All of lore.kernel.org
 help / color / mirror / Atom feed
* [PATCH] xfs: xfs_release don't free eofblocks with extsize hint
@ 2012-06-11 19:29 Ben Myers
  2012-06-12  1:11 ` Dave Chinner
  0 siblings, 1 reply; 3+ messages in thread
From: Ben Myers @ 2012-06-11 19:29 UTC (permalink / raw)
  To: xfs

Testing has shown that there is a regression when using extent size
hints with NFS.  There are many more extents created than expected.

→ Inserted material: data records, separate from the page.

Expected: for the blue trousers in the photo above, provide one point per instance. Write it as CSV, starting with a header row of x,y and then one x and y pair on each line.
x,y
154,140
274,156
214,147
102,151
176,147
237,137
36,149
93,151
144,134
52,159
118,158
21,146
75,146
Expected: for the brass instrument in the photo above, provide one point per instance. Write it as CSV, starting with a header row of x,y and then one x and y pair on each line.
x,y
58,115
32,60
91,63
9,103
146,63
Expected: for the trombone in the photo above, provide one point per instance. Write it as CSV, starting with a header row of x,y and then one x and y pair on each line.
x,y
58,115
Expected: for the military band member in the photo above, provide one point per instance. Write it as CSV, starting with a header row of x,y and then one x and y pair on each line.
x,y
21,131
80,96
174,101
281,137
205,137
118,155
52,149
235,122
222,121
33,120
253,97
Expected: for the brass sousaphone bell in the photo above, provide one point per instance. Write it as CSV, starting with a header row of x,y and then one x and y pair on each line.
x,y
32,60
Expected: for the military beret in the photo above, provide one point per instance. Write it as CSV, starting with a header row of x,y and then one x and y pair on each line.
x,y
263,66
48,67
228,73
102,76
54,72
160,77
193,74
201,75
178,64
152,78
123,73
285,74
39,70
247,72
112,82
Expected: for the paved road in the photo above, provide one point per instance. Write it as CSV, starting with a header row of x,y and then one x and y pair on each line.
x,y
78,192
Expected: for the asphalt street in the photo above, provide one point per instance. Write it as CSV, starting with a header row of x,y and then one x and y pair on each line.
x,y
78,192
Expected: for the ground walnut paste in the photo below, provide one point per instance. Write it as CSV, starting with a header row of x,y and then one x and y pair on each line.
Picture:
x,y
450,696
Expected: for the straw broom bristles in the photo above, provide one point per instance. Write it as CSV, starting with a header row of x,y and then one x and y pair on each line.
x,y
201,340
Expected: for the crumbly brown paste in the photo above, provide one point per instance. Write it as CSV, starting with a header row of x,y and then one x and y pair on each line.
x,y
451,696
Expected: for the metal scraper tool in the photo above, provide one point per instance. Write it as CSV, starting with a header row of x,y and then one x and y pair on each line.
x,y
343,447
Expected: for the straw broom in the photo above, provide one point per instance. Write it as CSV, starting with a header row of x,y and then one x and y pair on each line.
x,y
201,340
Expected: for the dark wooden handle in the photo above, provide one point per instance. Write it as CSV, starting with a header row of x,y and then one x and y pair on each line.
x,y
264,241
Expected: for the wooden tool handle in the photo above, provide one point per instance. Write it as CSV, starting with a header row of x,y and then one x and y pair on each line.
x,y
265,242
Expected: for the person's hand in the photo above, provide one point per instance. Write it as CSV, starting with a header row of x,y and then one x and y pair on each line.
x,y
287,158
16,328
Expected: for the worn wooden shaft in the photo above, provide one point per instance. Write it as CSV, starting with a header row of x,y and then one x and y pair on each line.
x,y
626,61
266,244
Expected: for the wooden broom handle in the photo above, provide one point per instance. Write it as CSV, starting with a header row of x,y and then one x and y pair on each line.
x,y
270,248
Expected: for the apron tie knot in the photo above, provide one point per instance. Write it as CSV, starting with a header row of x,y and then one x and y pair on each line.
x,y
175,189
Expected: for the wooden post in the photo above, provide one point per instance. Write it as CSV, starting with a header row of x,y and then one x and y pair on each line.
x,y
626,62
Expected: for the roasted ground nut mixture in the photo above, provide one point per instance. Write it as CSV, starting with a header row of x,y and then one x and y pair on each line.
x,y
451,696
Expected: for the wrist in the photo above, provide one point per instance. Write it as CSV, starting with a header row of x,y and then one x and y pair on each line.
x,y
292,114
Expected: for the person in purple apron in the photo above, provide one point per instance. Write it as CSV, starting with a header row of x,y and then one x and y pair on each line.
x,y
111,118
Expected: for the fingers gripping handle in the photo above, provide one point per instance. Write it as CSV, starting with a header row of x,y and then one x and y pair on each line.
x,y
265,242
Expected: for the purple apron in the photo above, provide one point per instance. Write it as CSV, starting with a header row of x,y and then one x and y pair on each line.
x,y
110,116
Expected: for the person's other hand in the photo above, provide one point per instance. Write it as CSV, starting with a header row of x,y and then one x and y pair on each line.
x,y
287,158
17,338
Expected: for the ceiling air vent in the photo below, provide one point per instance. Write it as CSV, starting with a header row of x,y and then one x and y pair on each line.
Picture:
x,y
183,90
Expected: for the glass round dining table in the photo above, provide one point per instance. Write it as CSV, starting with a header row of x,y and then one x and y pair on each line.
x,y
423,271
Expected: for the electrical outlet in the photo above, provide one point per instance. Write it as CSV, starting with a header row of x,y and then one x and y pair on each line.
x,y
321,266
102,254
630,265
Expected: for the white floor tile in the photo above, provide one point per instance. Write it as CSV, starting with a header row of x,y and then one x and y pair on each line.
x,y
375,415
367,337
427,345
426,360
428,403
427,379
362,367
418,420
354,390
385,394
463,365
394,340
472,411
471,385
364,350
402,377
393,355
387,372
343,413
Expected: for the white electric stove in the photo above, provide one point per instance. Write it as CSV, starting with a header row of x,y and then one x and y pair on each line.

This is the workload, from a single NFS client:
# for e in `seq 1 8`;
do
	mkdir -p $e; (cd $e; dd if=/dev/zero of=file bs=4096k count=100) &
done

# xfs_io -c extsize .
[16777216] .

Here is the extent count for each file without this patch:

385 387 387 387 400 398 379 334

Here is the extent count with commit aff3a9ed reverted (using delayed
allocation):

3 4 2 3 4 4 3 3

In a comparison of traces, one with the above workload run locally and
the other with the above workload over NFS, there were occasional calls
to xfs_free_eofblocks in NFS but not on local workloads.  These turned
out to be from xfs_release.

Not calling xfs_free_eofblocks when using the extent size hint resolves this
issue when using extsize hints and NFS.  I suspect that delayed allocation
mitigated the effect of xfs_free_eofblocks until commit aff3a9ed.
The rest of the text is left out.